All the company’s new models ride on the new Electric Vehicle Architecture. The Mercedes EQB, based on the GLB crossover and available with three rows, is intended to come to the U.S. in 2022, as is an SUV version of the EQS sedan. We were to have gotten the midsized EQC SUV, but that one “will not be offered in the U.S. for now.” The EQB, priced to start at around $40,000, has both front- and all-wheel-drive versions, with (at least in Europe, where there will be two versions and a 66.5-kilowatt-hour battery) power up to 268 horsepower. The EQS SUV will be produced in the U.S., at the company’s plant in Tuscaloosa, Alabama. The EQE luxury sedan will also have an SUV variant, which will appear shortly after the EQS. Mercedes-Benz adds, “The EQA SUV is being considered for the U.S. at this time.” There could also be a G-Class with batteries, but spokeswoman Catherine Edwards says, “We have not made any announcements regarding an electric G-Class.”
Nissan says there will be both two-wheel and dual-motor e-4ORCE all-wheel drive versions of the Ariya, and that reservations are coming later this year for cars that will be delivered early in 2022. Pricing is around $40,000 for versions with a 63-kilowatt-hour pack. The long-range version with 87 kilowatt-hours (up to 300 miles) is not yet priced. Base Ariyas will offer 215 or 239 horsepower (depending on battery pack) and 221 pound-feet of torque. Though power is modest, the one-motor Ariya will reach 62 mph in 7.5 seconds, making it quicker than the Rogue. And the AWD version is something else again, with 389 horsepower and 443 pound-feet of torque. It can reach said 62 mph in 5.1 seconds—bringing it close to Mustang Mach-E territory. Nissan was an EV pioneer with the Leaf, which is still in the lineup. For Ariya, Nissan is abandoning its proprietary CHAdeMO fast-charging spec for the near-universal CCS DC fast-charge format used by all U.S. EVs except Tesla.
Porsche Macan EV
Porsche already has the Taycan EV, and in 2023 it will have an SUV stablemate in the form of an electric version of the top-selling Macan. Riding on the separate Premium Platform Electric platform, it will trump the Taycan 4S’ 227-mile range—a British publication says 400 miles. It will charge quickly, too, because it uses the Taycan’s 800-volt architecture. There may be only one—big—battery pack size for the U.S., but both front- and all-wheel-drive versions.

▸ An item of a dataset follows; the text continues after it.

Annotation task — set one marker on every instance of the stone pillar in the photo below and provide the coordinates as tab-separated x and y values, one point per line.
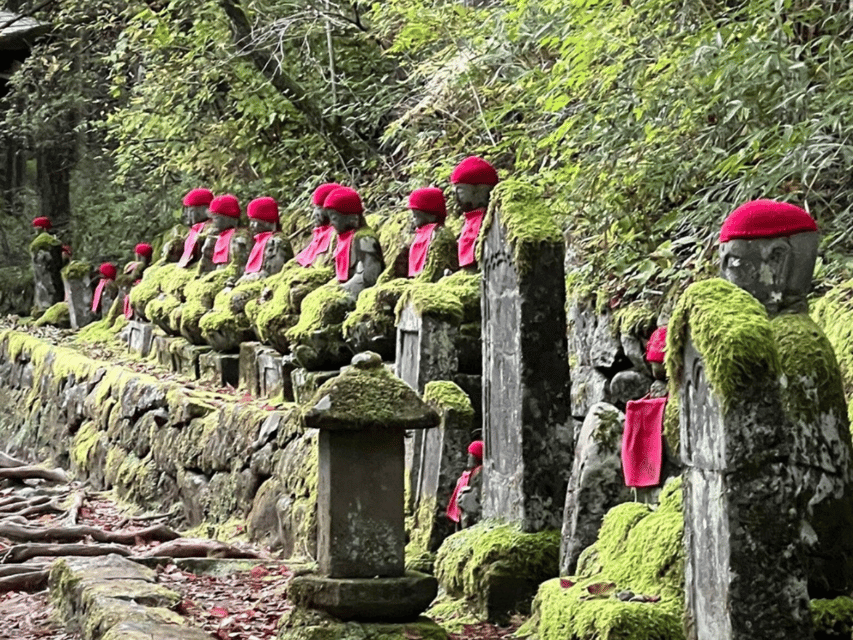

Rivian claims its SUV can drive through three feet of water, rock crawl ultra-steep grades, and traverse any terrain with 14 inches of ground clearance. The quad-motor version will reach 60 mph in three seconds with “the on-road handling of a sports car.” Towing is up to 7,700 pounds. There will be a panoramic sunroof and vegan leather on the seats. The seven-seat launch model will sell for $75,000 at first-ship later in 2021, with up to 300 miles of range. After launch, there will be a model with 250 miles, and another longer-range version. (Until recently Rivian had pegged the range at up to 410 miles, with the starting price at $70,000.) Battery sizes are 105, 135 and 180 kilowatt-hours.
This concept, shown in April, was jointly developed with Subaru, sits on the new e-TNGA battery platform and is approximately the size of a Toyota RAV4. Toyota said in showing the all-wheel drive design study, with a long wheelbase and short overhangs, that it would have “around 70 electrified models globally by 2025. This future lineup will feature 15 dedicated BEVs, including seven carrying the bZ (Beyond Zero) brand moniker.” The bZ4X production model will initially be sold in Japan and China, with worldwide sales to begin in mid-2022. The plans for the U.S. are forthcoming.